En 1875, un estudiante alemán desconocido hasta entonces, no sabía si matricularse en Física o Matemáticas. Todos sus profesores le aconsejaron que se dedicara a las matemáticas porque en física ya estaba “todo el pescado vendido”. El joven se llamaba Max Plant.

Pero menos mal que el joven no hizo caso a sus mentores y se empeñó en estudiar física, porque lo que descubrió hizo tambalear todos los paradigmas científicos del momento. Había llegado para quedarse la teoría subatómica. Con el descubrimiento de Plank, la macrofísica que se conocía hasta entonces ya no servía para explicar la materia y nos adentrábamos en un mundo en el que había que empezar casi de nuevo. Ya nadie entendía nada porque la lógica determinista no servía. La teoría cuántica de M. Plank nos metía en un mundo por debajo de los límites inimaginables. Y si mezclábamos las partículas subatómicas con la teoría del caos y el azar nos daba como resultado la imposibilidad de tener un conocimiento absoluto de la materia. El suflé físico del determinismo del siglo XIX se fue deshinchando.

En un mundo sin verdades absolutas hace mucho frío.

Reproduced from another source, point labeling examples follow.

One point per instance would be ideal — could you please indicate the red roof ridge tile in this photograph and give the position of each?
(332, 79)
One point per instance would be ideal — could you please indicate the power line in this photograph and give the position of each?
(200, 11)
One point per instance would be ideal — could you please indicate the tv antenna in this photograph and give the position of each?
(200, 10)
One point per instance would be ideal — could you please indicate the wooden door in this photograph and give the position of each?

Solamente las verdades nos dan calorcito, pero tendremos que acostumbrarnos al frío. Conocer, no es tanto llegar a una verdad absoluta, como dialogar con la incertidumbre cognitiva e histórica. Por ejemplo, casi todos los grandes acontecimientos del siglo XX han sido inesperados, la 1ª Guerra Mundial, la revolución Bolchevique, el triunfo del nazismo, la 2ª Guerra Mundial, la caída del muro de Berlín, la guerra de Yugoslavia... y tantos otros que nos llevan a pensar en el principio de la incertidumbre.

Si trasladamos el binomio Seguridad/Incertidumbre a la política, nos damos cuenta de que somos capaces de abrazar una mentira con tal de que nos dé seguridad. No soportamos la incertidumbre, nos vamos detrás de cualquiera que nos prometa una sociedad sólida y ordenada antes que desentrañar su programa y preguntarnos por qué nos lo ofrece. Pero prepararse para un mundo incierto es lo contrario de resignarse al escepticismo generalizado.

Y si lo trasladamos al momento presente de la crisis del coronavirus, nos está pasando lo mismo, queremos que los políticos nos aseguren lo que no pueden, porque la ciencia no está tan desarrollada como nos creíamos y la teoría estadística de probabilidades nos deja sin certezas, nos sentimos desamparados y no sabemos gestionar esta incertidumbre.

Y el gran peligro que nos acecha es que algunos desalmados ofrezcan lo que no pueden cumplir con tal de llenar las urnas de ignorancia.